# Dataset diversity in COVID-19 repository

In an attempt to track data relevant to the 2020 COVID-19 outbreak, a group of researchers has developed a data clearinghouse, containing a variety of datasets along with metadata and data dictionaries.

Here, we attempt to understand the diversity of the attributes (columns) in those datasets.

## Strategy.

1. eunmerate all of the directories and their associated data dictionaries, as found in the data_guide.csv files
2. examine each of the data_guide.csv files to identify the fields contained. 
3. Come up with a master list of fields and frequences, as well as a list of fields/dataset.

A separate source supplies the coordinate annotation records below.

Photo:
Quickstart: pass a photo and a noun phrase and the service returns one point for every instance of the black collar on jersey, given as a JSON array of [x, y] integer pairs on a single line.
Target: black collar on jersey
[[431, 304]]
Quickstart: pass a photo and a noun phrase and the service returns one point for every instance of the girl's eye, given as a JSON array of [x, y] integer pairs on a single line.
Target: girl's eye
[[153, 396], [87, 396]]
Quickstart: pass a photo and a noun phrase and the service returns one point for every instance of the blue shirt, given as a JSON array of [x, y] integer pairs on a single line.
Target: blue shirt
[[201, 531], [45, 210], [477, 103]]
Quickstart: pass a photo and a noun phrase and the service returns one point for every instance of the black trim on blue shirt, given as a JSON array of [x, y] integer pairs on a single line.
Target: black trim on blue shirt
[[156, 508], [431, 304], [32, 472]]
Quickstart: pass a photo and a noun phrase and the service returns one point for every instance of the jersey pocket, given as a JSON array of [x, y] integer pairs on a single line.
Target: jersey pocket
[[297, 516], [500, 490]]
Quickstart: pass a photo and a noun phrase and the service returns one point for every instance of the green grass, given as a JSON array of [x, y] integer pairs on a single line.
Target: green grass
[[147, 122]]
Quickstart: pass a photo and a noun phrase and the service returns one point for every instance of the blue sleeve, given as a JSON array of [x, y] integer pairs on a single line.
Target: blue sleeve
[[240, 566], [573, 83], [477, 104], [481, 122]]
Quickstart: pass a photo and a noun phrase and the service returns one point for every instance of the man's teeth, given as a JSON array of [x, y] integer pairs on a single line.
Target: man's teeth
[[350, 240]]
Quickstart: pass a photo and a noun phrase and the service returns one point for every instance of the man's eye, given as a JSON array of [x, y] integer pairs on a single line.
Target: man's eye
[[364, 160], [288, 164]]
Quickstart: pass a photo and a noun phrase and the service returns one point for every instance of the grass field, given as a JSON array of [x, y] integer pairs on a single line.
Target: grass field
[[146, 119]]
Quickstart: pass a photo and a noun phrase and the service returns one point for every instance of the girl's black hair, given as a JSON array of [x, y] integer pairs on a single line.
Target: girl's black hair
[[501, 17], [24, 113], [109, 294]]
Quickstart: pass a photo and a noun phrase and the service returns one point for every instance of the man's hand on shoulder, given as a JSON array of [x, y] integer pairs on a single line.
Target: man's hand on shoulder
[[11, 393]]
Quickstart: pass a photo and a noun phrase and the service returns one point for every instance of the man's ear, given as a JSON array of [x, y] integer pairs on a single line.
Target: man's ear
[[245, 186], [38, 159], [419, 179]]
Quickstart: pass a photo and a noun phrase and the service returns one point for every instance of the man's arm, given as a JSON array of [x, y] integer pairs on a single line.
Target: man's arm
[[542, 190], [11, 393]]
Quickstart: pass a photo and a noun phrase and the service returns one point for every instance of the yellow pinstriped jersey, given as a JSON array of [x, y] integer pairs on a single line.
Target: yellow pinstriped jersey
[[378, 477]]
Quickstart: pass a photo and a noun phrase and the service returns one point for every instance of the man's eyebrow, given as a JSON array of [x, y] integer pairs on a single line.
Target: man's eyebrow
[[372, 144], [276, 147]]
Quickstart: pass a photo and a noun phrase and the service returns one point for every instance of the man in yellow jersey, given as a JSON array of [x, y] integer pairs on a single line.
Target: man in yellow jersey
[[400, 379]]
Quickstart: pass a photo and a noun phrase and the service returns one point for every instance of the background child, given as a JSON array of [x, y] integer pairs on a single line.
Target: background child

## enumerating and finding data dictionaries. 

In [2]:
from os import listdir
from os.path import isfile, join
import glob

In [3]:
files=glob.glob("../data/**/data_guide.csv",recursive=True)

In [4]:
files

['../data/cases/south korea/confirmed_cases_movement/data_guide.csv',
 '../data/cases/china/daily_cases_chinacdc_ZH/data_guide.csv',
 '../data/cases/china/death_count_imperial_college/data_guide.csv',
 '../data/cases/china/daily_cases_chinacdc_EN/data_guide.csv',
 '../data/cases/china/cases_travel/data_guide.csv',
 '../data/cases/china/cumulative_cases_DXY/data_guide.csv',
 '../data/cases/europe/europe_situation_updates/data_guide.csv',
 '../data/cases/global/line_listings_nihfogarty/data_guide.csv',
 '../data/cases/global/line_listings_imperial_college/data_guide.csv',
 '../data/cases/global/line_listings_oxford/data_guide.csv',
 '../data/cases/canada/ontario_situation_updates/data_guide.csv',
 '../data/data_from_papers/dataset_luo-et-al_202002/data_guide.csv']

### nice. now split and iterate over each of them

ok. how to store this.  We want a dictionary, keyeed by directory name ('confirmed_cases_movement').  each item in that dictionary will have a type (cases,data_from_papers), a local (south korea, etc.) and a list of fields that we will get from the data guide. 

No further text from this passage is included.